On November 3, 1929, Ripley made a shameless statement in his first Sunday panel for William Randolph Hearst“America Has No National Anthem.”

Penned by Robert Ripley in 1918

The public went wild as Ripley asserted that “The Star-Spangled Banner” was nothing more than an unofficial hymn sung to an old English drinking song. It took 16 months for Congress to pass a one sentence bill and for President Herbert Hoover to sign into law “The Star-Spangled Banner” as America’s anthem—all thanks to Ripley.

Penned by John Graziano in 2018

…And Postal Protocol

In 1929,  Robert Ripley received more mail than any single person in U.S. history—on average 3,000 letters a day for over 20 years!
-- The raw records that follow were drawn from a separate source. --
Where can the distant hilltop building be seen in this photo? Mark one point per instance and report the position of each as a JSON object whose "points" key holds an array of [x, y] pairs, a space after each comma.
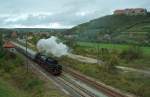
{"points": [[131, 11]]}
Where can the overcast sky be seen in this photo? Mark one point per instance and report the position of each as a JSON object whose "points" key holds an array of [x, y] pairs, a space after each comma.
{"points": [[59, 13]]}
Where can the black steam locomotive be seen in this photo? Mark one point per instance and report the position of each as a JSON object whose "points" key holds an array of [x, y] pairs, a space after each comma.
{"points": [[48, 63]]}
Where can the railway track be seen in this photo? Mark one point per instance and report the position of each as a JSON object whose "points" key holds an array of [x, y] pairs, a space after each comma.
{"points": [[71, 86]]}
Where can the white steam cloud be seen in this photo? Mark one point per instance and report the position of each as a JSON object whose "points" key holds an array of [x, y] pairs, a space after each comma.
{"points": [[52, 46]]}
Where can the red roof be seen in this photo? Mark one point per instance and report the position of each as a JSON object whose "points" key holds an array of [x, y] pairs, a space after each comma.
{"points": [[8, 45]]}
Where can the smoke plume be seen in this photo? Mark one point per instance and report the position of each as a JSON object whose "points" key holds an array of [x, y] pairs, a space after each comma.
{"points": [[52, 46]]}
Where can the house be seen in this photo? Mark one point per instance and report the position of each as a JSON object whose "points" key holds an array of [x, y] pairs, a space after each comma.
{"points": [[131, 11]]}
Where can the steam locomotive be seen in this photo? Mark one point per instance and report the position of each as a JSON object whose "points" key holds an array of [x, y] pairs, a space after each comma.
{"points": [[49, 64]]}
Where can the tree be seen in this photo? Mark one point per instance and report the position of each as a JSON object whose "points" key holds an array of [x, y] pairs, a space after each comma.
{"points": [[1, 41]]}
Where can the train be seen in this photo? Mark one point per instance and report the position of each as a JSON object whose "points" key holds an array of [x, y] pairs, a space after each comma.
{"points": [[48, 63]]}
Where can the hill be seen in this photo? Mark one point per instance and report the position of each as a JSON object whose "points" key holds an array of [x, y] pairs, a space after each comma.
{"points": [[114, 28]]}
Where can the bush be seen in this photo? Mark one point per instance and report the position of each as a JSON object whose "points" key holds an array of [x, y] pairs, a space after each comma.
{"points": [[133, 52]]}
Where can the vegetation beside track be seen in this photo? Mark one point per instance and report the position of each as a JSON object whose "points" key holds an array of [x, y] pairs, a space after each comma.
{"points": [[134, 83], [12, 70]]}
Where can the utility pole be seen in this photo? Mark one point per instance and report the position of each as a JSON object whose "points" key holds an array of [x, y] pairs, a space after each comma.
{"points": [[26, 50]]}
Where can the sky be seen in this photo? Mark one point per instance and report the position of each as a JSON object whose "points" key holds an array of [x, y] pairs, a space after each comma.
{"points": [[59, 13]]}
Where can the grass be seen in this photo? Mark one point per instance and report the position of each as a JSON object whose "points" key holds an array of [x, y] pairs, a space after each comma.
{"points": [[7, 90], [109, 46], [12, 70], [134, 83], [91, 50]]}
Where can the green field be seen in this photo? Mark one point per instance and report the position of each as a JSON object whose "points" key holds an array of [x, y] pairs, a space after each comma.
{"points": [[6, 90], [110, 46]]}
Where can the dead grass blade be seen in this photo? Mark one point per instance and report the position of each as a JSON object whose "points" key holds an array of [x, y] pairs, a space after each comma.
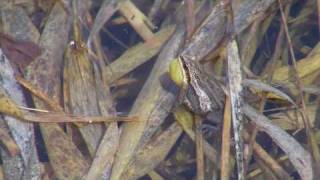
{"points": [[268, 88], [141, 24], [235, 80], [137, 55], [107, 9], [306, 120], [148, 157], [66, 160], [148, 107], [199, 147], [226, 141], [299, 157]]}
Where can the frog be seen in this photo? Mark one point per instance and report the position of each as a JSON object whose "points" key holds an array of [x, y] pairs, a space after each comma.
{"points": [[199, 92]]}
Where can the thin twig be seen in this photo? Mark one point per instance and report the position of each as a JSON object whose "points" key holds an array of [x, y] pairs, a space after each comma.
{"points": [[225, 150], [199, 147]]}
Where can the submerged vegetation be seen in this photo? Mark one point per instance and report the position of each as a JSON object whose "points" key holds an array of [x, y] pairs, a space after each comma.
{"points": [[161, 89]]}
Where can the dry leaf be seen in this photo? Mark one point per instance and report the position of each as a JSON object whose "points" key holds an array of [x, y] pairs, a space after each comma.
{"points": [[21, 53]]}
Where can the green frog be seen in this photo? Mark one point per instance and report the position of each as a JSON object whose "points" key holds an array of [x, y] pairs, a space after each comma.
{"points": [[199, 92]]}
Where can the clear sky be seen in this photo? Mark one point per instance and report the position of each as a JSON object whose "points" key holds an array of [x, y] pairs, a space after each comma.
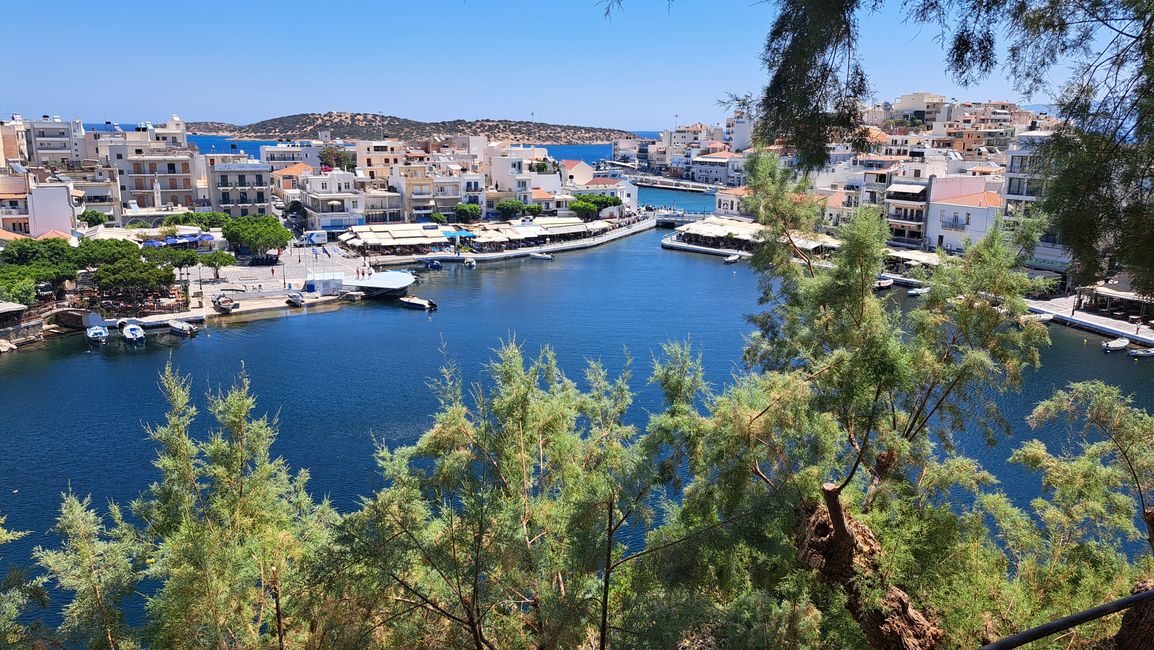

The deluge can be attributed to fan mail, odd submissions and requests for proof, verifying the unbelievable stories depicted in his ‘Believe It or Not!’ cartoons.

This was some of the strangest mail to pass through the postal system at the time, as the envelopes were as strange as Ripley’s stories! One correspondent taped Ripley’s photograph to an envelope, pasted on a two-cent stamp, and mailed it with no address. Others cleverly coded their parcels for postal workers to decipher!

Rip thanked fans who coded their letters an early Vitaphone film

Overwhelming the U.S. Postal Service, Postmaster General Walter Brown announced that USPS would no longer decode ciphers in 1930. Despite the announcement, fans continued to send uniquely-addressed letters.

Happy Hundo, Believe It or Not!

Ripley’s cartoons were published in more than 360 newspapers around the world, translated into 17 languages, with a daily readership of 80 million people. Today, “Believe It or Not!” is still in print and holds the title of the World’s Longest Running Syndicated Cartoon.

If you listen, you are hard pressed to escape the phrase “Believe It or Not!” on a daily basis—now you know where it all began!